In the two years that I have been using oVirt, I've been yearning for some nice 
architecture primer myself, but I have not been able to find a nice "textbook 
style" architecture document.

And it does not help that some of the more in-depth information on the oVirt 
site, doesn't seem navigatable from the main "Documentation" link.

This is my very personal opinion, others might have different impressions.

oVirt isn't really a product in the sense that all parts were designed to go 
together. Instead it's a package that has been assembled from quite a few 
rather distinct pieces of technology that Redhat has aquired over the last 
decades. What some might view as proof of extreme flexibility, others will see 
as lack of integration. The oVirt team is careful not to re-implement anything 
on their side, that some other component already delivers. Unfortunately, that 
means you better understand those components underneath, their range of 
functionality and the tooling around them, because oVirt guys won't explain 
what other teams do (e.g. KVM, Gluster, VDO, LVM, Ansible).

KVM originates from Moshe Bar's Qumranet, is the key ingredient of oVirt/RHV 
but also leads a somewhat independent life on its own.

Gluster was a separate scale-out storage company that Redhat aquired, which has 
been passing through its very own trials and tribulations and suffers from lack 
of large scale adoption, especially since scale-out is either cloud or HPC 
where Gluster seems to hold little appeal. I think it's stagnating and its 
level of integration with oVirt is really minimal, even with the tons of work 
developers have done. I consider oVirt's HCI a brilliant value proposition in 
theory and a half baked implementation that one certainly should not use "for 
the entire enterprise".

VDSM is core to oVirt and the philsophical principle AFIK has remained 
unchanged over the last ten years. Its approach also isn't exactly novel (but 
solid!), I see parallels not only with vSphere but right back to things like 
the Tivoli workload scheduler, a mainframe batch scheduler going back decades.

The working principle is to make a deployment plan (~batch schedule), engrave 
that plan into persistent shared storage, so that every worker (host) can 
follow this optimal and conflict free plan, while the manager is free to rest 
or die or be rebooted. It relieves the manager of having to be clustered for 
availability itsself.

VDSM is the agent on every host (or node) responsible for reading and running 
that plan and the engine is the manager, which continously creates the new 
plans.

Originally the manager ran on a separte physical machine, but then somebody 
managed to get that "teleported" into a VM running on the oVirt farm itsself. 
It's a very nice feat and mostly just eliminates the need for a separate host 
to manage the engine. It also allows for an automatic restart of the management 
engine on another host, should the host it ran on fail. But it still needs some 
special treatment compared to any other VM. Again this is something VMware and 
Oracle also managed to do with their VM orchestration tools, perhaps Nutanix 
was the first out of the door with that feature.

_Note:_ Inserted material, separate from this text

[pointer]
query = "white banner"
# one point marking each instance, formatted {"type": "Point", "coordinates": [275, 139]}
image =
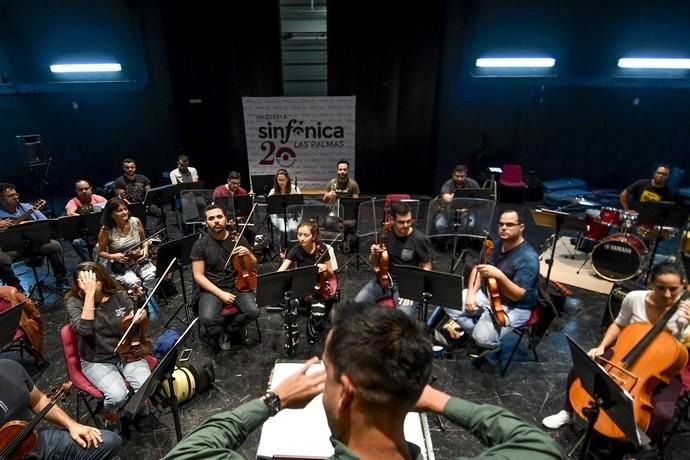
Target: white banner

Perhaps looking at what the other vendors do, sometimes helps to understand how 
oVirt works, because they do copy ideas from each other (and may be shy about 
documenting that).

There are architecture presentations out there, which unfortunately mostly 
describe the implementation changes made over the years, not the fundamental 
design philosophy nor the current implementation state. That's mostly because 
the implementation has changed fundamentally and keeps changing rapidly so the 
effort to maintain up-to-date docs seems too great. E.g. one of the more recent 
key efforts has been to make Ansible do as much work as possible, where the 
original implementation seems to have used scripts.

But that should not keep someone from doing a textbook on the architecture 
design principles behind oVirt, and perhaps a condensed overview about the 
implementation changes over the years and their motivations.

One could argue that while Redhat is an open source company, it's not an open 
knowledge company. It doesn't necessarily publish all available internal 
documentation and training material they create for their support engineers. 
They do want so sell commercial support.

On the other hand there is conference material, there are lots of RHV related 
Youtube videos scattered around, so you can find a lot of information, just not 
in that tight nice little book you and I seem to wish for.

Unfortunately, I also have not encountered any useful oVirt/RHV architecture 
books. The ones I found were very much "do this, do that" and didn't help me as 
a technical architect.

If I thought that oVirt had a bright and bullish future, I'd be tempted to 
write such a book myself.

With vSphere struggling aginst clouds, I don't see RHV/oVirt doing the right 
things to do better in a similar niche, especially when it also tries to sell 
OpenShift.

And that goes right back to decisions like rebasing CentOS upstream from RHEL.